“You’re too late, Kane, for your revenge. You have no home. Time has flowed by.” – The Doctor
This story marks an important transition for the McCoy era, starting a shift to the much darker and more serious stories it is known for. While there is still a lot of campiness to the café scenes and the romp through the corridors (for which the story is much derided), there is no question that the tone turns rather severe in terms of Kane and how he treats those he owns. Of course, it’s also a transition for companions. We bid farewell to Mel and it’s hard to feel sad because we never really had that much to grow attached to her about. The timing and lack of reason for her departure makes zero sense, but on the other hand we know nothing about her motivations as a character anyway. Meanwhile, Ace bursts in with tons of personality and spunkiness. She reveals a mysterious backstory, a rebellious nature, underlying emotional fragility, bravery, a precocious technical skill in explosives, and much more in just a few short interactions. It marks a promise of a more interesting future.
There’s a lot good in the production of this story as well.
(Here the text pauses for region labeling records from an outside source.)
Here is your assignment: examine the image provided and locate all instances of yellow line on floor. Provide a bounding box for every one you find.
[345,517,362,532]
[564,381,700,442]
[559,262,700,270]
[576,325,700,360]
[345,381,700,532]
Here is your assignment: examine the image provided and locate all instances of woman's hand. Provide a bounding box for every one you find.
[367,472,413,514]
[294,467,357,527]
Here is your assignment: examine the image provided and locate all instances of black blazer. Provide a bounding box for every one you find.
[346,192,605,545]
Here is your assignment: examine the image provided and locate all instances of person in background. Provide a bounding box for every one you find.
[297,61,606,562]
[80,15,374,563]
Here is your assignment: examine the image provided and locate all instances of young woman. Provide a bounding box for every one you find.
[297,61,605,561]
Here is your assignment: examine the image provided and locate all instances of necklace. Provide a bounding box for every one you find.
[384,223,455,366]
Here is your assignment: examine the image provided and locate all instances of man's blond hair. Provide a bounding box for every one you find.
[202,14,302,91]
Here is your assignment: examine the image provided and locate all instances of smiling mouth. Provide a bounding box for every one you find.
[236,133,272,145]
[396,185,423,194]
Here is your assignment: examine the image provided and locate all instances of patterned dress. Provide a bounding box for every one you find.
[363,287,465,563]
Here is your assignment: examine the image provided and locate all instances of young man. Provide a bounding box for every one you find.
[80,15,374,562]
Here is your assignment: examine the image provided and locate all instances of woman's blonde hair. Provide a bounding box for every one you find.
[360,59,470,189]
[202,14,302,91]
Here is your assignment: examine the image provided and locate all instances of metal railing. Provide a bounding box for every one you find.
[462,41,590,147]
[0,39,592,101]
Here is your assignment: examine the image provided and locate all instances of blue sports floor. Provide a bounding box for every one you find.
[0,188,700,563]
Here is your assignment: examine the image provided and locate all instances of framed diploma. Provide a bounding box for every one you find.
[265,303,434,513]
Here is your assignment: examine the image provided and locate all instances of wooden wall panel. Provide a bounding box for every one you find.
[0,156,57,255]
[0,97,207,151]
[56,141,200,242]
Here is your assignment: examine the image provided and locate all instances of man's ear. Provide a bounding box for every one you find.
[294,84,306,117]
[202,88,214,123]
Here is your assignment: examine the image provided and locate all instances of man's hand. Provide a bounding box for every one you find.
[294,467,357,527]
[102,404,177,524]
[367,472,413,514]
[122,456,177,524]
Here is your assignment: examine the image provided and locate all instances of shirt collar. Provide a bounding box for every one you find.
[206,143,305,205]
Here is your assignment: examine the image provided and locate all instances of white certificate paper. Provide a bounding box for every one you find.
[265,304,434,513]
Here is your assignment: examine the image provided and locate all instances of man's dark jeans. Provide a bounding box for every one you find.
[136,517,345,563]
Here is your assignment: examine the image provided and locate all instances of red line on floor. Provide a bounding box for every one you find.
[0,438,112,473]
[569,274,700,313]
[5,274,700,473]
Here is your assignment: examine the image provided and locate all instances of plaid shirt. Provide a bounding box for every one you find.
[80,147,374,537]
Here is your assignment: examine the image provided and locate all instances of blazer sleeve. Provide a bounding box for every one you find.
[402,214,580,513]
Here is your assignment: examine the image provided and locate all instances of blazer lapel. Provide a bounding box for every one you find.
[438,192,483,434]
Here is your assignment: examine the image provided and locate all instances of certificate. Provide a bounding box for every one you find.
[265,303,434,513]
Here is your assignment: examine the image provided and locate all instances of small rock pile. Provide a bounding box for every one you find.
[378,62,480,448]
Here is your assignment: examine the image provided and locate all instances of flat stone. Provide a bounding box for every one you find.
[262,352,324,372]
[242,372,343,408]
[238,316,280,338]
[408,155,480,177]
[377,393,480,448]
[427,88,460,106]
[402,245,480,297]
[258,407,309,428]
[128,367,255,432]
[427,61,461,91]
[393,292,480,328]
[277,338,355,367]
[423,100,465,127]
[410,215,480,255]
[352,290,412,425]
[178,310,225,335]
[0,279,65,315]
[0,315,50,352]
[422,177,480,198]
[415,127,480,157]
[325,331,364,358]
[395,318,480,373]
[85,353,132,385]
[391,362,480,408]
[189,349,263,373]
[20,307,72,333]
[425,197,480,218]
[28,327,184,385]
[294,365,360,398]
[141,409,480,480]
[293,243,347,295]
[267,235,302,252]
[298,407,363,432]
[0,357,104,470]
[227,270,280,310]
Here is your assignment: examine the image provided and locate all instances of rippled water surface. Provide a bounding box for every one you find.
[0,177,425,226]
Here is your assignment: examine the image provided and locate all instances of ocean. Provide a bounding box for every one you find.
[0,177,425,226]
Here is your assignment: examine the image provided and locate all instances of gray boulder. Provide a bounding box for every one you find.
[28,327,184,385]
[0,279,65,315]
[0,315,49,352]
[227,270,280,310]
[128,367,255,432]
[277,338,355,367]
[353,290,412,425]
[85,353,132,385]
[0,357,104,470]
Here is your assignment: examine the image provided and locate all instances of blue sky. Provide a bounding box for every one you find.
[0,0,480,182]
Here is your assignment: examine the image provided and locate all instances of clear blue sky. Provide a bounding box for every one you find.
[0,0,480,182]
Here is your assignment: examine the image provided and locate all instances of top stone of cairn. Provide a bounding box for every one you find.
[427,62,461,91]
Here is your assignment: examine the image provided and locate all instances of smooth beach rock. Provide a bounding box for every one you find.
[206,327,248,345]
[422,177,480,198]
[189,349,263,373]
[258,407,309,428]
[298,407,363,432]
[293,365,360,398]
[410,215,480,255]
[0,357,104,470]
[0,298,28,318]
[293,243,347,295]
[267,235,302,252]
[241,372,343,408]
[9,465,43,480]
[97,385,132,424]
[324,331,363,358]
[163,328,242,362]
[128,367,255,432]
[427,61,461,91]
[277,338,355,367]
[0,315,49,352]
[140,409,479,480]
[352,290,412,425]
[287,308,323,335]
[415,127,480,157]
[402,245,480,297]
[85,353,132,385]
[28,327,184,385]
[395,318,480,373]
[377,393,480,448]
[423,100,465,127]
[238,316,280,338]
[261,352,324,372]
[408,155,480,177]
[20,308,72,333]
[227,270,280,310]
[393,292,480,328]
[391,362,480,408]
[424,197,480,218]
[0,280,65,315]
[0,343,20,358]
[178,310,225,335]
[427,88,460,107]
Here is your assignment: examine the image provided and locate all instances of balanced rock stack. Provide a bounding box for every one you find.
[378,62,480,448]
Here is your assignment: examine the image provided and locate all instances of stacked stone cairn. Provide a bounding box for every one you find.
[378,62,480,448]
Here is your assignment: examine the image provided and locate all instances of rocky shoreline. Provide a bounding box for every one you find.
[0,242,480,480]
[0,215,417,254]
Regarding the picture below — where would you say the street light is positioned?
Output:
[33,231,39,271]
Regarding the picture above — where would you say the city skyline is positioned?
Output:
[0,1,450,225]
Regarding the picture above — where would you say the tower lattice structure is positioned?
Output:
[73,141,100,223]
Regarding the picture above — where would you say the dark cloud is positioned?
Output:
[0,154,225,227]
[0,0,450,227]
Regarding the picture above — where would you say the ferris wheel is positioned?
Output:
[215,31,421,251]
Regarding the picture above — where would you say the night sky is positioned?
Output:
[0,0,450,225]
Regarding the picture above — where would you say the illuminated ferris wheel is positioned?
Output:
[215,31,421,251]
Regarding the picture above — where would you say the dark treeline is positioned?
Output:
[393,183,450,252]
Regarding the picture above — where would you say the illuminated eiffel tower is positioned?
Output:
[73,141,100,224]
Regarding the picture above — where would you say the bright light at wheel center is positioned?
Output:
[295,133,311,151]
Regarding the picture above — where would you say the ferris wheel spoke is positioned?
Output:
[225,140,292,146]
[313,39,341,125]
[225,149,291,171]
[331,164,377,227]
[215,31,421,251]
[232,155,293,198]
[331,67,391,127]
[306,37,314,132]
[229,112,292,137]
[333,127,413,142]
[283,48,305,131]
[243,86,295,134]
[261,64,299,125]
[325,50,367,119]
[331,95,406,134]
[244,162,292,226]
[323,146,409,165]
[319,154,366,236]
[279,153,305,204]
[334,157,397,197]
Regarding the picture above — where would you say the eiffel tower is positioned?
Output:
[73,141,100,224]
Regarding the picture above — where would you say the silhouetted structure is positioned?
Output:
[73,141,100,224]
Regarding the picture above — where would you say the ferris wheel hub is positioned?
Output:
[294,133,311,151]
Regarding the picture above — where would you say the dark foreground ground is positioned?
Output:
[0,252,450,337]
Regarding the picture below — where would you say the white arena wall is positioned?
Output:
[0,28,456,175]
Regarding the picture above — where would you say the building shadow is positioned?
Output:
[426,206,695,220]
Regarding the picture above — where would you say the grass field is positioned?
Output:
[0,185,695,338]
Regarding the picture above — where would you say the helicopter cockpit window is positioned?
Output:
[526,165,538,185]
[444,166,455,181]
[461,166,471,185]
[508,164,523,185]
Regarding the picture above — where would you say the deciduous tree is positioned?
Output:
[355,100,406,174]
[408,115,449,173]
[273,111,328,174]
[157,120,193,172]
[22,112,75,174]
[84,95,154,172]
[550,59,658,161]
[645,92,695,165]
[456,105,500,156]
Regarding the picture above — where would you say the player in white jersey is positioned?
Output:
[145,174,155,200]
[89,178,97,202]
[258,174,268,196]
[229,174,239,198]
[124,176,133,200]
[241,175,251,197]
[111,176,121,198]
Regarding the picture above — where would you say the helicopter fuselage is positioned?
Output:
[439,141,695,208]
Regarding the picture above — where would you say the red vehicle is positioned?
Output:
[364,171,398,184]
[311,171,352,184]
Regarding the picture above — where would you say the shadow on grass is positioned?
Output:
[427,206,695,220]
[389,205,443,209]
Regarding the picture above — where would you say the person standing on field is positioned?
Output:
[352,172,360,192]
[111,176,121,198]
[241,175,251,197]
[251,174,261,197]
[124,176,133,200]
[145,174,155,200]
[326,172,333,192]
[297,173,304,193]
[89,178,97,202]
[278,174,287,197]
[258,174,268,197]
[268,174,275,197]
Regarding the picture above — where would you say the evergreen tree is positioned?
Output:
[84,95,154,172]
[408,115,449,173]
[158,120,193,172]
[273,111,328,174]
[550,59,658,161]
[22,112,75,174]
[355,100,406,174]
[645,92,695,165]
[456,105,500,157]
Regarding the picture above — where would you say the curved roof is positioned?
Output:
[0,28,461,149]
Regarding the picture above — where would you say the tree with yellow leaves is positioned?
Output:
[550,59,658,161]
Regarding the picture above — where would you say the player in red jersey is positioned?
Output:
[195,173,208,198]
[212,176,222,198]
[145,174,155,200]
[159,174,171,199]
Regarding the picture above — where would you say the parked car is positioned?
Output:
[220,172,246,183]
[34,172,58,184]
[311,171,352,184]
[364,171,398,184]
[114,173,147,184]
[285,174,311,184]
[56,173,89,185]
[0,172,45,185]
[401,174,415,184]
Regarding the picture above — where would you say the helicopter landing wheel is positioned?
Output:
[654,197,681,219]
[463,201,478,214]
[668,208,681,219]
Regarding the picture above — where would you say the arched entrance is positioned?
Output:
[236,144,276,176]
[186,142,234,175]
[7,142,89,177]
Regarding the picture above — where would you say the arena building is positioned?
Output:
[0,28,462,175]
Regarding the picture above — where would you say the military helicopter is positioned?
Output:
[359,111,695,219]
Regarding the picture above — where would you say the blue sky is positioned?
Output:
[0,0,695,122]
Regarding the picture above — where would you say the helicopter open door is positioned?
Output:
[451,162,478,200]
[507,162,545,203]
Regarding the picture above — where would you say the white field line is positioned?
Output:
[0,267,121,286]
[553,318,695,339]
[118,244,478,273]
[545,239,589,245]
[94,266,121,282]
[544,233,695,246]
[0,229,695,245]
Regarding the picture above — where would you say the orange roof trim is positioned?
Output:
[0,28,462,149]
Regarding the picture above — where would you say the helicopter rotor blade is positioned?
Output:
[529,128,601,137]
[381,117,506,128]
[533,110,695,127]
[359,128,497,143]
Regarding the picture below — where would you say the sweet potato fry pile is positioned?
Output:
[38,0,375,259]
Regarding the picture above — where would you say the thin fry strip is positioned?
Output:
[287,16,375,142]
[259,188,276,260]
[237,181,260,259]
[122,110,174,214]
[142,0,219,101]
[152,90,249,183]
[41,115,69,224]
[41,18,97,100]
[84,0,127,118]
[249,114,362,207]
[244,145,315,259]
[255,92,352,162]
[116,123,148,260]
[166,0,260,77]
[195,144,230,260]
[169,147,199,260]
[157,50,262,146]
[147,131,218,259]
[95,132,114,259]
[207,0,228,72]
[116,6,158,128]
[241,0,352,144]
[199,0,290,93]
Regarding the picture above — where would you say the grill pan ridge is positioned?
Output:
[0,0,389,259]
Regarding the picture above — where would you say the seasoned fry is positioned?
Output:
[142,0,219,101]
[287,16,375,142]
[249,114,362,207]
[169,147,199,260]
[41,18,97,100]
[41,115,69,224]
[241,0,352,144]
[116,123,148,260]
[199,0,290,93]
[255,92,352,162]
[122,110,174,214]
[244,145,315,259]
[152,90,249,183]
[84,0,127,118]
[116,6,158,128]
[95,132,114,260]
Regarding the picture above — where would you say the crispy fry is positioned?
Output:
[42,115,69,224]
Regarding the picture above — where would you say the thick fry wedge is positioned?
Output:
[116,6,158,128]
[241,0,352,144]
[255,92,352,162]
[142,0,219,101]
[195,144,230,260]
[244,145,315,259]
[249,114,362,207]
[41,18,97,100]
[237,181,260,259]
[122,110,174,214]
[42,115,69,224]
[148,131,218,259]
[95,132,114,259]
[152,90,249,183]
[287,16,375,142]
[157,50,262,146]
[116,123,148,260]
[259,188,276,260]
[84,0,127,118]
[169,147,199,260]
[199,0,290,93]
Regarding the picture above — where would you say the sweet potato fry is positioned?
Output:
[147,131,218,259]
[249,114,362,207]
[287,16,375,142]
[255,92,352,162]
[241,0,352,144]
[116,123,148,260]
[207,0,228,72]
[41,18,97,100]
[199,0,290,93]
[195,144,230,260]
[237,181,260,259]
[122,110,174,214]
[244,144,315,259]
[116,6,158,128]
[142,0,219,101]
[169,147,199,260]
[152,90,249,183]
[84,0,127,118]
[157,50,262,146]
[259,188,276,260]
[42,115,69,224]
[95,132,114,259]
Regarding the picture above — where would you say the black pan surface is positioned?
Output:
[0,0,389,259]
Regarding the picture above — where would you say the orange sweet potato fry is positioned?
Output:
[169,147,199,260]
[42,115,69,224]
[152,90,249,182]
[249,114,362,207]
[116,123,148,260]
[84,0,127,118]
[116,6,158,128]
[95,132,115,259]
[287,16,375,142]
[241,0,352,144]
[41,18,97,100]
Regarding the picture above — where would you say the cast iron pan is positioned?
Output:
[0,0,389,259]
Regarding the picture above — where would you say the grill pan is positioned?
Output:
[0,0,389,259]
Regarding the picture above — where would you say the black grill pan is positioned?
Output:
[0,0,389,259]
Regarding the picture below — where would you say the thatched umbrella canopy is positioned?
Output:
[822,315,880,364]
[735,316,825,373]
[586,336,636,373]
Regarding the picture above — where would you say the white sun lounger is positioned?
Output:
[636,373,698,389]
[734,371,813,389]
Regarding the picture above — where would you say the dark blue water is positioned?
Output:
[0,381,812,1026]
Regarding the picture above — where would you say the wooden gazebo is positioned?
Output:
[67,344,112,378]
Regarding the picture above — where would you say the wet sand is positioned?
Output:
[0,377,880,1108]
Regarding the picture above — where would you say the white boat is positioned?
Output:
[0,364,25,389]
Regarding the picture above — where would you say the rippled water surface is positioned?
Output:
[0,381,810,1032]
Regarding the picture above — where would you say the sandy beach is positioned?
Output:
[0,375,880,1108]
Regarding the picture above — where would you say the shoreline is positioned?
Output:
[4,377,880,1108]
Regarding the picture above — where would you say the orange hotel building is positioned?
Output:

It may not seem much now, but I remember being blown away by the design of the dragon creature compared to anything I’d seen in Doctor Who prior to that at the time. The melting of Kane’s face was also amazing and not something you expect to see so graphically on a children’s program. In tone, Kane is shown from the start to be one we should fear as he casually dips his hand into the deadly liquid nitrogen or demonstrates his darkness and insanity in the cold killing of the artist so that none will have ever seen his work. This somber gravity is balanced by many good amusing moments like the Doctor being surprised to discover the guard eager to discuss existential philosophy or Ace’s glee at blowing up the block of ice. They even find some places for dark humor like the interactions between the Doctor and Glitz when faced by his zombie crewman.
The best aspect of this story for me is the tension in Kane’s manipulation of desperate youth (especially his evident predilection for young females) to become part of his loyal cadre with promises of wealth and power. We meet Belazs at a time where his years of control have worn her down and her obvious (and ultimately fatal) attempts to break away show us that it is not as glamorous as promised. It makes his appeal to Ace to join him is like a slap in the face to her, discarding Belazs as old and used up. At the same time, we learn enough about Ace in a few minutes to be worried that her emotional trauma might also make her susceptible to Kane’s exploitation. The apprehension that she might pick up his coin and be branded for life is palpable. I do like how the have Mel yelling as a voice of older reason, understanding exactly what Kane is trying to exploit in her, but that it is ultimately up to Ace’s own inner strength to resist.
So, yes, there is still some ridiculousness in this story that makes it much maligned. (Nobody will ever really be able to explain what the heck the Doctor is doing when he climbs over the rail on his umbrella.) And it’s interesting that the Doctor really doesn’t solve much since the resolution comes from the simple passage of time and presumably would have happened without him. (“Funny old business, time. It delights in frustrating your plans. All Kane’s bitterness and hatred thwarted by a quirk of time.”) But I think it’s a great story and a true start to the heights that the Seventh Doctor’s next seasons would attain.
Best (or worst) unsettling moment:
As noted above, I find Kane’s pushing of Ace to take his coin incredibly tense, a young girl being tempted by the devil. I was also terribly disturbed as a kid by all the shoppers being herded onto the Nesferatu and being blown up just as they think they are escaping. Also, they don’t push it in the broadcast very much but it makes you quite anxious to see the little girl playing in Kane’s secret room. Might he come out and kill her as well? (The novelization heightens this tension even more.)
I wish they had toned down some of the silly aspects like the TARDIS arriving in freezer sales center or Glitz’s excesses so this story could be regarded more highly. They could have spent more time building up the drama of Kane’s ruthlessness or Belazs failed attempt at freedom. It would have been nice if the wandering in the tunnels had been written with more purpose to the plot. And why would they have left Kane in exile in a ship with a power source hidden below? There was no need for it to be there at all.